L. A.’s Wrigley Field was the setting for the 1960 TV show Home Run Derby, hosted by Mark Scott. It pitted the sluggers of the day against each other in one-to-one matchups. ESPN used to carry it, and I saw a few of the contests. A few of them are on YouTube, including the episodes with the late Ernie Banks. Henry Aaron, of the Milwaukee Braves, won the most money on the show, $13,500. You can’t even get a major league ballplayer to roll out of bed for $13,500. It was enough for a Ford Thunderbird in 1960.

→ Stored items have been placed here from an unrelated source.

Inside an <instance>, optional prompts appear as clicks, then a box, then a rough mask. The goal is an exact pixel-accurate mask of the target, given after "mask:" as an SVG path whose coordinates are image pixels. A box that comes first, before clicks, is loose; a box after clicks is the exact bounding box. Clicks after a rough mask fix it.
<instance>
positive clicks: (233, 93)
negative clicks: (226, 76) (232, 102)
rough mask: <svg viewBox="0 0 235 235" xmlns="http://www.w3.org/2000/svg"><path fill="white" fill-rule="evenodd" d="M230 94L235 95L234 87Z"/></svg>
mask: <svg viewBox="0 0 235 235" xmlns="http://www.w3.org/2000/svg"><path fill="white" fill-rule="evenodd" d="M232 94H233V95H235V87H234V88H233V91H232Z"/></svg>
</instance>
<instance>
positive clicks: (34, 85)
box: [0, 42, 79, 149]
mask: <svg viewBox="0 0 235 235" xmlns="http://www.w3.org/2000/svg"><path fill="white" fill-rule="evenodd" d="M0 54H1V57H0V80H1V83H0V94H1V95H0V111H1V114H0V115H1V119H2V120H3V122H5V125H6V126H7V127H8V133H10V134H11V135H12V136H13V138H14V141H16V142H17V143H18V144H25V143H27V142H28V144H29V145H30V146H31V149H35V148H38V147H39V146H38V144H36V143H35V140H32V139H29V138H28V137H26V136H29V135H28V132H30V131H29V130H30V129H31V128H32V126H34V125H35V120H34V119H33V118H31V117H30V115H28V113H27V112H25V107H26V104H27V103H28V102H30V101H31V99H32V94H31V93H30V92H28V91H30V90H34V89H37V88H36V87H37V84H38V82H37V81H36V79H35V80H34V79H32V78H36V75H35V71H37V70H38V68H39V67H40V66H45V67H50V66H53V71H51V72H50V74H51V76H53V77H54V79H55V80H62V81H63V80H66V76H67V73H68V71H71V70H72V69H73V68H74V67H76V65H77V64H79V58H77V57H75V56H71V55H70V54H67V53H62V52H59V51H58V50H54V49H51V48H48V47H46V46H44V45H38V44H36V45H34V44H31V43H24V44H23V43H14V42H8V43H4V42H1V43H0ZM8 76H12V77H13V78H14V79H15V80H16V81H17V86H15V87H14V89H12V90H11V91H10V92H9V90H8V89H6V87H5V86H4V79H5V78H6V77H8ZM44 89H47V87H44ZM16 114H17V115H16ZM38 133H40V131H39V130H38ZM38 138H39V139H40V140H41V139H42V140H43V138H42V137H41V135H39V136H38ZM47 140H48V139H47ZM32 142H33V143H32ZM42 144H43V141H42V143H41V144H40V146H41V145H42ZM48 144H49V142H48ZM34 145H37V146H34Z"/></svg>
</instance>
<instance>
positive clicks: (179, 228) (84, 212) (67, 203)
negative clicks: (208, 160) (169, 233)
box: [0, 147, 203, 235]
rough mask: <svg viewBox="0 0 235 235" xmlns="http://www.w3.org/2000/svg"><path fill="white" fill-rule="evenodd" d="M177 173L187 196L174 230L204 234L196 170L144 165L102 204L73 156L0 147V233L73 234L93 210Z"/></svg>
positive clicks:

DollarTimes.com tells me that $13,500 in 1960 is $107,012.29 today. That’s the per-game rate of a guy making $17,335,990.98 a season today. That’s a little more than Max Scherzer will be playing for this season for the Washington Nationals. Max just signed for $210 million for the next seven seasons. Entire baseball teams weren’t worth $210 million thirty years ago. Ballplayers used to have to get jobs during the winter to support their families. Now it’s like owners are throwing money into their laps. That’s just crazy.

I live within three miles of three high schools, all of which have baseball teams and would probably pay me to come to the games. Know what? It’s probably the most fun for the least amount of money. Really. And I’d probably see a better ballgame.